The Wabash College Art Department is pleased to announce its next exhibit. Visiting Assistant Professor of Art Kristen Wilkins will show "Time is Eternity" in the Eric Dean Gallery from October 27 through December 12, with a public reception 8-9:30 p.m. on Monday, October 27. A gallery talk by the artist is scheduled at 3 p.m. that afternoon.
This exhibition presents two bodies of work exploring themes of memory and loss, and relationships with family and place. They are visual narratives invoking empathetic remembrances. Rapt in the Nameless Reverie is a series of photographs possessing dreamlike qualities, snatching moments of memories fading in and out of focus. As in dreams, the images capture transitory glimpses of moments.
All Good Things Will Come to You Soon is a video installation inspired by the writings, and fictional characters of Indiana’s authors Jessamyn West and Gene Stratton-Porter. In the vignettes, "… a rotating cast of characters acts out their individual, internal struggles to connect to the land and to others." The production is projected and viewed in the interior of a large constructed environment within the gallery—a structure reminiscent of archetypal buildings such as schoolhouses, farmhouses, and barns that dot the Hoosier landscape. The authors set their novels in the 19th century, as early settlers began to use and change the land.

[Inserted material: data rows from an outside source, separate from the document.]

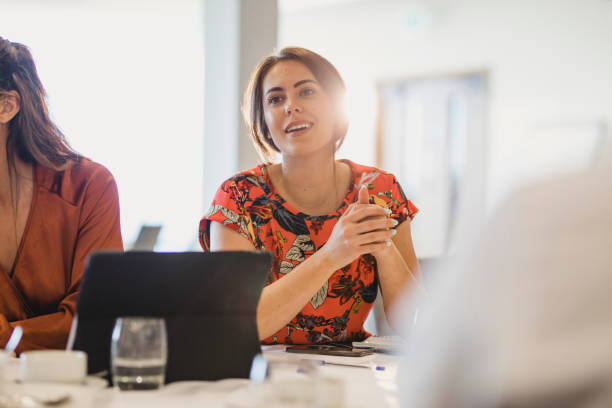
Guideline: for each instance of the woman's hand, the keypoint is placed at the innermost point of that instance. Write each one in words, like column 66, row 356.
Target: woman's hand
column 364, row 228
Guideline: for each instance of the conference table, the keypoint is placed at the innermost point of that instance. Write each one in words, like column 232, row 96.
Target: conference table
column 344, row 382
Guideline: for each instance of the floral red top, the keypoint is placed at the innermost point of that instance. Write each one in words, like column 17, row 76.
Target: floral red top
column 249, row 204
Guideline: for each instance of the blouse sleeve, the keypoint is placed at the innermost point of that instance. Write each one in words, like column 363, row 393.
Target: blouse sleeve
column 99, row 228
column 393, row 198
column 227, row 208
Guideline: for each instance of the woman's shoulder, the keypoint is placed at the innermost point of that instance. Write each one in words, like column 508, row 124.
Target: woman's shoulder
column 370, row 176
column 78, row 178
column 254, row 180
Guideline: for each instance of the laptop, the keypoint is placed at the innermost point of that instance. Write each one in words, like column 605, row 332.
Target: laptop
column 208, row 301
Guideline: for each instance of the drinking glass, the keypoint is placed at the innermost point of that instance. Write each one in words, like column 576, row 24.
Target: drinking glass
column 138, row 353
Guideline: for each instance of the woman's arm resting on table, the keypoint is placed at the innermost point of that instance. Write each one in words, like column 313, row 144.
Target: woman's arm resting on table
column 282, row 300
column 99, row 229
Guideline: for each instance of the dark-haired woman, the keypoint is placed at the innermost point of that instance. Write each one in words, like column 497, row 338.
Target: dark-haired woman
column 55, row 209
column 337, row 229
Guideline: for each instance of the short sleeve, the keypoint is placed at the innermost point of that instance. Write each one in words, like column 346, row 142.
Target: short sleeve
column 228, row 210
column 389, row 194
column 406, row 208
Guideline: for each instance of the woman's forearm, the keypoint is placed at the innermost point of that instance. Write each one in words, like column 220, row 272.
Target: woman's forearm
column 396, row 276
column 282, row 300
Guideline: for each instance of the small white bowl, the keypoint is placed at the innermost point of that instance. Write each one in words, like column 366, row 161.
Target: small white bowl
column 53, row 366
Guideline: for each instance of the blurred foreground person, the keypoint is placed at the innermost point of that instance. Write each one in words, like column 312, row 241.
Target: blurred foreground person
column 526, row 319
column 56, row 207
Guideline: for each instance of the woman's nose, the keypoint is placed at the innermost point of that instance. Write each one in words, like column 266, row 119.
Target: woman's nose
column 291, row 107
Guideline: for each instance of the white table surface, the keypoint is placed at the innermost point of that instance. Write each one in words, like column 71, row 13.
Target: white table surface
column 363, row 386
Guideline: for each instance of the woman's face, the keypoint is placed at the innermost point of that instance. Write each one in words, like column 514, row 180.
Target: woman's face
column 298, row 111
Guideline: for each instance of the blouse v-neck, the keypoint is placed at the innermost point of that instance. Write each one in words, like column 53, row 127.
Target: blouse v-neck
column 348, row 197
column 11, row 273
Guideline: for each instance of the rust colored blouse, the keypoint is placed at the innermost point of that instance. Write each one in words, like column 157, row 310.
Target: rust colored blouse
column 249, row 204
column 73, row 212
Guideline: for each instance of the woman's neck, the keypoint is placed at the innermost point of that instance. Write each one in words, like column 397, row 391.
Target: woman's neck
column 12, row 172
column 315, row 186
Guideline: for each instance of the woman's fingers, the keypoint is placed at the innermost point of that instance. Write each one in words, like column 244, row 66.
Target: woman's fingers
column 374, row 224
column 374, row 237
column 374, row 247
column 360, row 211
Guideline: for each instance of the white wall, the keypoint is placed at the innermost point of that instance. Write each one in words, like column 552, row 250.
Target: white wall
column 549, row 65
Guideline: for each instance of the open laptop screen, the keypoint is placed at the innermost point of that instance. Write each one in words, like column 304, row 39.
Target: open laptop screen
column 208, row 300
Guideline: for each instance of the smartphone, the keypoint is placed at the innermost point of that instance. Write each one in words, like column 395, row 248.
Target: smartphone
column 329, row 350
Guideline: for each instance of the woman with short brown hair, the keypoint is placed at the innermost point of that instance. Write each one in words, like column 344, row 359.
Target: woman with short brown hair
column 337, row 229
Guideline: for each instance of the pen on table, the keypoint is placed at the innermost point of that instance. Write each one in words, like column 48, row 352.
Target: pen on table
column 377, row 368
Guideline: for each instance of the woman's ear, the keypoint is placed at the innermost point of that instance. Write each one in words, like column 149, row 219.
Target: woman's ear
column 10, row 103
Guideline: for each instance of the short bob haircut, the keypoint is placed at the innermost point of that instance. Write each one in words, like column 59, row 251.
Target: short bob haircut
column 253, row 110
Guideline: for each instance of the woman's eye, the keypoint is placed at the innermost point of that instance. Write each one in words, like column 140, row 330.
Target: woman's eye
column 307, row 92
column 272, row 100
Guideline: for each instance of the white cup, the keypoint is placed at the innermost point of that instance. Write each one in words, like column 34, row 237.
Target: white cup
column 4, row 358
column 53, row 366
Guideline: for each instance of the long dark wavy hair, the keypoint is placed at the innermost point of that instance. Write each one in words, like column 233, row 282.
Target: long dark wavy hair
column 32, row 136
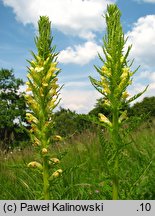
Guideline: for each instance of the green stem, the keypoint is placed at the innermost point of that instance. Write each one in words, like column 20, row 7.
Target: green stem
column 46, row 193
column 115, row 139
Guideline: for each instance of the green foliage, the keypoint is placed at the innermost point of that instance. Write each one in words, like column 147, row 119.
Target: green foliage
column 115, row 77
column 42, row 83
column 85, row 171
column 68, row 122
column 12, row 109
column 145, row 107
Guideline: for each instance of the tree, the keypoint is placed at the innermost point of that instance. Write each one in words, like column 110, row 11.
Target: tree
column 12, row 107
column 115, row 77
column 145, row 107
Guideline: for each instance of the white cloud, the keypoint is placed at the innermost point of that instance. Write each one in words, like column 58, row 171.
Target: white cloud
column 147, row 1
column 75, row 17
column 81, row 54
column 79, row 100
column 142, row 37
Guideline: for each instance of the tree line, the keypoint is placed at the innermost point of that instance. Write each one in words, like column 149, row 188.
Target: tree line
column 13, row 124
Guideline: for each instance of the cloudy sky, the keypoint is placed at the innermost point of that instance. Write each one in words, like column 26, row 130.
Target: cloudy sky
column 78, row 28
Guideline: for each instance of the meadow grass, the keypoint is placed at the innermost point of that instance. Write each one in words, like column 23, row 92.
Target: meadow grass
column 86, row 174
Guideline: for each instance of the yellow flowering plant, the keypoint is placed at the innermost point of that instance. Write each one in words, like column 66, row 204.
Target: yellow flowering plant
column 42, row 97
column 115, row 77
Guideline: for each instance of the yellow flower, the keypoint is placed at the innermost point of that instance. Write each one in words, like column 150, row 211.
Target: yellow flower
column 35, row 164
column 106, row 71
column 125, row 95
column 104, row 119
column 57, row 173
column 54, row 160
column 123, row 116
column 38, row 69
column 57, row 138
column 45, row 84
column 31, row 118
column 44, row 151
column 36, row 142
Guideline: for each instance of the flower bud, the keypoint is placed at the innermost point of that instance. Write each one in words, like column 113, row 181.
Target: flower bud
column 57, row 138
column 54, row 160
column 44, row 151
column 104, row 119
column 57, row 173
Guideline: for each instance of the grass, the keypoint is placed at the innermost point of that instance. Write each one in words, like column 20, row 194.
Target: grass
column 85, row 160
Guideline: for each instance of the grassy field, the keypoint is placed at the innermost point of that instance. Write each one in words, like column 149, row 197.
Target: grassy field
column 85, row 160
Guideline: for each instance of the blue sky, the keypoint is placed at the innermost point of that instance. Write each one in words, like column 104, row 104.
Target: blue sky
column 78, row 28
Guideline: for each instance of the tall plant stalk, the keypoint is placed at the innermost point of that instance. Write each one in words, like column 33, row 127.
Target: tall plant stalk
column 115, row 77
column 42, row 98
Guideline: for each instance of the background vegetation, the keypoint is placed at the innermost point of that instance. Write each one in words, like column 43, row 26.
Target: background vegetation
column 84, row 151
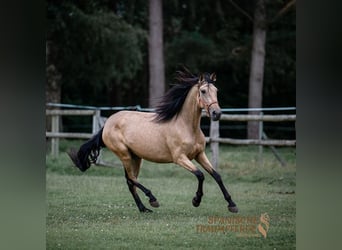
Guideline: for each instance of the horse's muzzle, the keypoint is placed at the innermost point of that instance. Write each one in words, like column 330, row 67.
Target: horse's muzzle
column 215, row 114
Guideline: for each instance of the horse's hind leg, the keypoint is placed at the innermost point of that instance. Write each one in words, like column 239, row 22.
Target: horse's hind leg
column 205, row 163
column 132, row 168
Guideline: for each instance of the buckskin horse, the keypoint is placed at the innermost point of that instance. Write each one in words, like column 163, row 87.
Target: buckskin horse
column 171, row 134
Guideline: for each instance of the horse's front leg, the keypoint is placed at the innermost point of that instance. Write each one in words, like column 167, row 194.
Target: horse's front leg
column 202, row 159
column 187, row 164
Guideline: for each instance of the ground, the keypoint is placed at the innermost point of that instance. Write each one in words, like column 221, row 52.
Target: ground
column 95, row 210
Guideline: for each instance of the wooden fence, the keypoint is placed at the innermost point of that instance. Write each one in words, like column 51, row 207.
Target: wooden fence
column 213, row 138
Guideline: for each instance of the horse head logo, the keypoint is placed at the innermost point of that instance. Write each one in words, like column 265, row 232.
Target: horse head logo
column 264, row 224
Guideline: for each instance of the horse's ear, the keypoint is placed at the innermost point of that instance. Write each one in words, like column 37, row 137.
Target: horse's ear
column 200, row 78
column 213, row 77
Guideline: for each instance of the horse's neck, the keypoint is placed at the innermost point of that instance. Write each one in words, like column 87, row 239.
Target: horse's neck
column 191, row 112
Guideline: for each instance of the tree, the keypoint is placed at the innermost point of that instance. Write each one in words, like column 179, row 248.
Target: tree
column 257, row 66
column 156, row 56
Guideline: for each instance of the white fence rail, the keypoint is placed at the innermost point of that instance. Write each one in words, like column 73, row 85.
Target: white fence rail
column 213, row 138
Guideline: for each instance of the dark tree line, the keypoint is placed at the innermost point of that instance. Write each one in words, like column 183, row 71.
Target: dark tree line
column 97, row 51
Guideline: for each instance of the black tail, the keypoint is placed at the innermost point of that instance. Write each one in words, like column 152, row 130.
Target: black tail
column 88, row 152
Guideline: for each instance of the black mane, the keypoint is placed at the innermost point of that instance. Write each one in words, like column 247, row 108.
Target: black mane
column 171, row 103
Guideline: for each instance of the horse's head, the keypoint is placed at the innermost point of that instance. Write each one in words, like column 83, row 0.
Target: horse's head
column 207, row 96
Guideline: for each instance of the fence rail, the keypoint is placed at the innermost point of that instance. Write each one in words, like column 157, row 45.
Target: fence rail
column 213, row 138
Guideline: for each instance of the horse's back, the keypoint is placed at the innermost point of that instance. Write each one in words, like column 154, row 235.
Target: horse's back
column 137, row 133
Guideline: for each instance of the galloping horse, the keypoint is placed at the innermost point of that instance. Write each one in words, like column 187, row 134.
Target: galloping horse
column 171, row 134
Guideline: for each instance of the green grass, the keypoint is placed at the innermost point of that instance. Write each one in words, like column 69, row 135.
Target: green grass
column 95, row 210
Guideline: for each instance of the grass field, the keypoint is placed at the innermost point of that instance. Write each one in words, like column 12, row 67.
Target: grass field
column 95, row 210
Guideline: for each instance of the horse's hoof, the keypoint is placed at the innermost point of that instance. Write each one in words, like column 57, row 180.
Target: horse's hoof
column 154, row 203
column 195, row 202
column 233, row 209
column 146, row 210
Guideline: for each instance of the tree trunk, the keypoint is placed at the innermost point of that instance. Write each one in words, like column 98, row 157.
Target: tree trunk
column 156, row 57
column 257, row 66
column 53, row 81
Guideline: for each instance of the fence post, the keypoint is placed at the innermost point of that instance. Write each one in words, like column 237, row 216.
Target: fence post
column 214, row 145
column 261, row 129
column 96, row 121
column 55, row 141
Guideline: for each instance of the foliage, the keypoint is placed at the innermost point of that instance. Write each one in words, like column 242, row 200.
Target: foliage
column 101, row 49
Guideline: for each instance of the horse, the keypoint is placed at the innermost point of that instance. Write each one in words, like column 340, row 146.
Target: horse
column 171, row 134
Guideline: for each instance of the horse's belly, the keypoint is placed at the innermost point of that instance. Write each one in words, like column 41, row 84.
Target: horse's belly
column 149, row 147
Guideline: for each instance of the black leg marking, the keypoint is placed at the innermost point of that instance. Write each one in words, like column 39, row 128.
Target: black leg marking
column 136, row 197
column 231, row 205
column 153, row 200
column 196, row 201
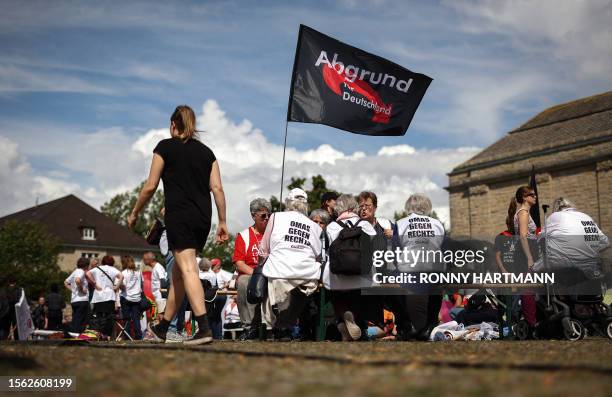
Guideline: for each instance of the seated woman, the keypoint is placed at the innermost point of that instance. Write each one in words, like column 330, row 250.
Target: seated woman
column 573, row 245
column 291, row 246
column 417, row 313
column 353, row 309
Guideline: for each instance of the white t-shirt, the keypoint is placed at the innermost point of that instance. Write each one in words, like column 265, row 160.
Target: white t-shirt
column 163, row 243
column 107, row 293
column 77, row 295
column 210, row 276
column 573, row 239
column 292, row 244
column 223, row 278
column 420, row 233
column 157, row 275
column 340, row 282
column 132, row 280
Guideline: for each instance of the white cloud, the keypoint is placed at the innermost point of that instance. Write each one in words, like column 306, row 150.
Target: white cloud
column 397, row 149
column 21, row 188
column 250, row 166
column 577, row 33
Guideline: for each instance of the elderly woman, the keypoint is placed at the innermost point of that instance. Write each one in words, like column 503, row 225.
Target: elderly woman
column 526, row 252
column 353, row 310
column 190, row 173
column 417, row 312
column 573, row 240
column 290, row 247
column 246, row 256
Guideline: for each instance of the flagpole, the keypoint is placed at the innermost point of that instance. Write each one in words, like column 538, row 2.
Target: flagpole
column 283, row 166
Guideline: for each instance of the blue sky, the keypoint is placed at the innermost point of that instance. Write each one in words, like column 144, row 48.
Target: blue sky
column 82, row 83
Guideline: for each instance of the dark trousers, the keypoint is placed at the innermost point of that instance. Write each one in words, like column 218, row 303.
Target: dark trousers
column 365, row 308
column 130, row 311
column 103, row 317
column 79, row 316
column 414, row 313
column 309, row 318
column 55, row 320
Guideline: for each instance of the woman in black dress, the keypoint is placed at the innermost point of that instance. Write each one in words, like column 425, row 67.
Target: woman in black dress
column 190, row 172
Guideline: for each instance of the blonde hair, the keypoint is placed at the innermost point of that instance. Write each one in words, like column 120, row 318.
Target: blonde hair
column 127, row 262
column 184, row 121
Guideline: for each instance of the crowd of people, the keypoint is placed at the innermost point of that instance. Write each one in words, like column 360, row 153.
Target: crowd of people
column 299, row 254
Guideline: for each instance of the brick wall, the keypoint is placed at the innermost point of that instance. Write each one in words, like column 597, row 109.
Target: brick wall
column 479, row 199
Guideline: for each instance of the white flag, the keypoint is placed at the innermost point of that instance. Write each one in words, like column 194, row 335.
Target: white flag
column 24, row 319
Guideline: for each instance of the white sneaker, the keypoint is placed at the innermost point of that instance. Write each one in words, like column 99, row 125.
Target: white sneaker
column 203, row 338
column 175, row 337
column 352, row 328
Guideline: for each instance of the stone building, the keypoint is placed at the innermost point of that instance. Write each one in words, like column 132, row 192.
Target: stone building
column 570, row 146
column 82, row 231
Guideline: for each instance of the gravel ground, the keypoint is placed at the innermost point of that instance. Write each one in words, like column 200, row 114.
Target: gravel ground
column 534, row 368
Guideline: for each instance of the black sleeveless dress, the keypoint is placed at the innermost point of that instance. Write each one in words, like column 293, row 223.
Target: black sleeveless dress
column 186, row 178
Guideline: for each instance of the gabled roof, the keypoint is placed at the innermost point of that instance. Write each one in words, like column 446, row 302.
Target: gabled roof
column 67, row 216
column 581, row 122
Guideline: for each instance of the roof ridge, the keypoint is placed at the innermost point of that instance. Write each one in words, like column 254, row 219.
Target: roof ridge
column 520, row 129
column 49, row 205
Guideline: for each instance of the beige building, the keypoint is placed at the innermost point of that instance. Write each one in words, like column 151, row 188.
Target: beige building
column 83, row 231
column 570, row 146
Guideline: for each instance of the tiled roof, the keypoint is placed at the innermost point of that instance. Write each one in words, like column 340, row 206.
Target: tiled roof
column 66, row 217
column 580, row 122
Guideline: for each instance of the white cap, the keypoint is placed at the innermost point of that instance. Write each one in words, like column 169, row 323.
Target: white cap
column 297, row 193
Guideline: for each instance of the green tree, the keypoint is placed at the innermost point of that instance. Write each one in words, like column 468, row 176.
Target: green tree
column 119, row 207
column 224, row 251
column 29, row 254
column 397, row 215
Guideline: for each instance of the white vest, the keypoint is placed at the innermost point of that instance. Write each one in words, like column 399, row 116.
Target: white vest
column 294, row 246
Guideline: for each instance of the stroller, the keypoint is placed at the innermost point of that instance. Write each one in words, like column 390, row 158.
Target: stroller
column 570, row 316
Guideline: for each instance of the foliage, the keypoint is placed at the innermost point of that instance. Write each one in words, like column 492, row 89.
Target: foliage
column 29, row 254
column 120, row 206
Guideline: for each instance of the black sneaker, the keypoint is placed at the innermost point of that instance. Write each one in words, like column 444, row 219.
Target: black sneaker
column 155, row 334
column 200, row 338
column 249, row 334
column 283, row 335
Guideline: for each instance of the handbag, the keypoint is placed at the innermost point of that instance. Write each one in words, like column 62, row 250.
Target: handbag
column 257, row 290
column 144, row 304
column 155, row 232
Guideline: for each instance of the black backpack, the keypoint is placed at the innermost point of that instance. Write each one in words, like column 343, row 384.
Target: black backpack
column 350, row 254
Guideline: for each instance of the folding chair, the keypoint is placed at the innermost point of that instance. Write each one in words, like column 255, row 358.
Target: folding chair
column 120, row 323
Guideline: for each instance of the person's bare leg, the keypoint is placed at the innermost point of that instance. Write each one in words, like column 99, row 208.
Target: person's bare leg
column 185, row 259
column 176, row 294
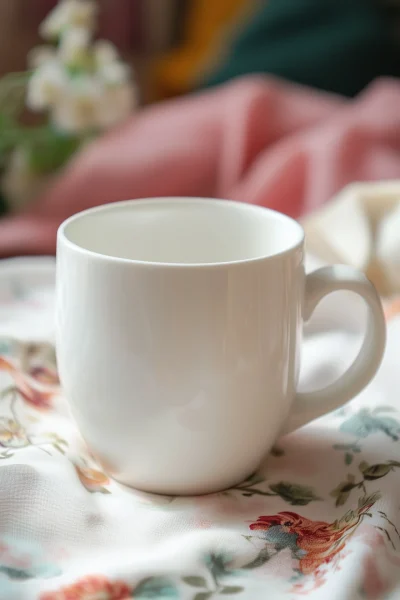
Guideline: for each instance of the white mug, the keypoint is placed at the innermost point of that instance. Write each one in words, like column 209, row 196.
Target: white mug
column 179, row 327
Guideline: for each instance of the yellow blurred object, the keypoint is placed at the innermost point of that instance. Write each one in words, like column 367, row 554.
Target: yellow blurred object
column 208, row 26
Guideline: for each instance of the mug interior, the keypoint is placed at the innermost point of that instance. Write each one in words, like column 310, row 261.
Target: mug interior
column 183, row 231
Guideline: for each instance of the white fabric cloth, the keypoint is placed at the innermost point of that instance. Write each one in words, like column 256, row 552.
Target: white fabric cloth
column 361, row 227
column 321, row 518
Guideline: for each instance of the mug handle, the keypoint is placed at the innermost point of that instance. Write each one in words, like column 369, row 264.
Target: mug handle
column 308, row 406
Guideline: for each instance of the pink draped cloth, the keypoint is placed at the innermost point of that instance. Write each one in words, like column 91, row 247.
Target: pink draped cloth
column 255, row 139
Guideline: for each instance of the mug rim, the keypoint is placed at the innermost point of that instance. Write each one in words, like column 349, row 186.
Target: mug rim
column 63, row 238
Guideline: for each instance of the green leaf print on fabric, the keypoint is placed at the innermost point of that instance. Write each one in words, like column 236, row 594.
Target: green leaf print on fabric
column 293, row 493
column 364, row 423
column 218, row 568
column 159, row 588
column 368, row 473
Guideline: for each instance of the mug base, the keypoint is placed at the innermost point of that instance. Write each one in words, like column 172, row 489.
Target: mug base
column 183, row 490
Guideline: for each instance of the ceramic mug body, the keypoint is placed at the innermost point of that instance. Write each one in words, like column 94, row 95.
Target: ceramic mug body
column 179, row 324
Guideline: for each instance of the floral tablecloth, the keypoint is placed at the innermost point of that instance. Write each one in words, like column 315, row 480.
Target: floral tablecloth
column 321, row 518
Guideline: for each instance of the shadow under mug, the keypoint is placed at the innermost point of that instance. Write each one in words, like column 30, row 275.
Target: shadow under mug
column 179, row 327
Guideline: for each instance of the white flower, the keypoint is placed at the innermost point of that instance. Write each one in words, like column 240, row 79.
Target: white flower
column 105, row 53
column 74, row 45
column 117, row 105
column 19, row 183
column 46, row 85
column 76, row 110
column 114, row 73
column 76, row 13
column 40, row 55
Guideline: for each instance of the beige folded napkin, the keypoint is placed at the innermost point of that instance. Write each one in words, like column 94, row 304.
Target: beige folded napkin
column 361, row 227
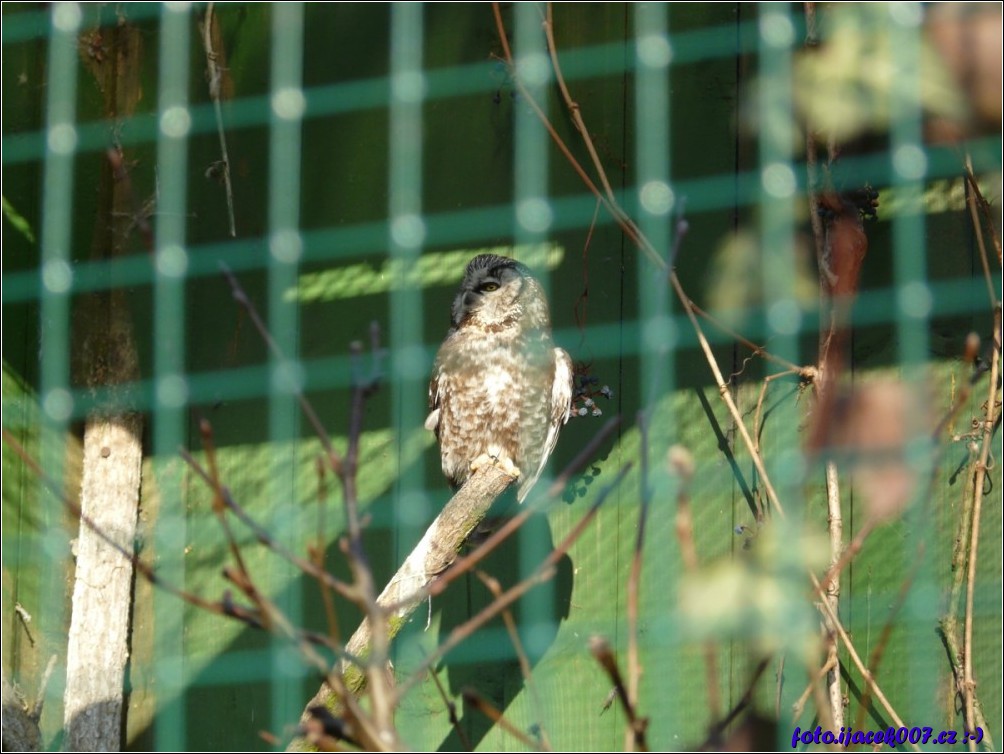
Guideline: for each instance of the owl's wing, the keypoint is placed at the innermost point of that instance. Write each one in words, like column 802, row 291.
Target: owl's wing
column 560, row 408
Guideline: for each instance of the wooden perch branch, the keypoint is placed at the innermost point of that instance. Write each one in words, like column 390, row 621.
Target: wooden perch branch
column 406, row 589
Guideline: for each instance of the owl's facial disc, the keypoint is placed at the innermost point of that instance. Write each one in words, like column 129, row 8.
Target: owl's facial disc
column 490, row 292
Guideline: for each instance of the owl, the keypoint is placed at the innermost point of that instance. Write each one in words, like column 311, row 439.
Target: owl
column 500, row 391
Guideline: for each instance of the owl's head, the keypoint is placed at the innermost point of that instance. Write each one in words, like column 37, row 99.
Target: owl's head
column 497, row 291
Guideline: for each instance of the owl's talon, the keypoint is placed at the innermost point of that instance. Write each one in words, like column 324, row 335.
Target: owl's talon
column 503, row 463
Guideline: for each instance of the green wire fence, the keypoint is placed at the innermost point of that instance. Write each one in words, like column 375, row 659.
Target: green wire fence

Of her work Wilkins says, "These photographs hone in on domestic details and textures to facilitate my exploration of nostalgia and absence. Objects, light and shadow, and empty space are referents to absent people and past memories."
Wilkins spent her life in southern California before moving to Indiana in 2008. She studied art and biology at University of California at Santa Cruz, and received her MFA in creative photography at California State University at Fullerton. Wilkins work has been exhibited extensively.
The Eric Dean Gallery is located on the south end of the Fine Arts Center. Gallery hours are Monday through Friday from 9 a.m. to 5 p.m. and on Saturday from 10 a.m. to 2 p.m. The gallery is free and open to the public.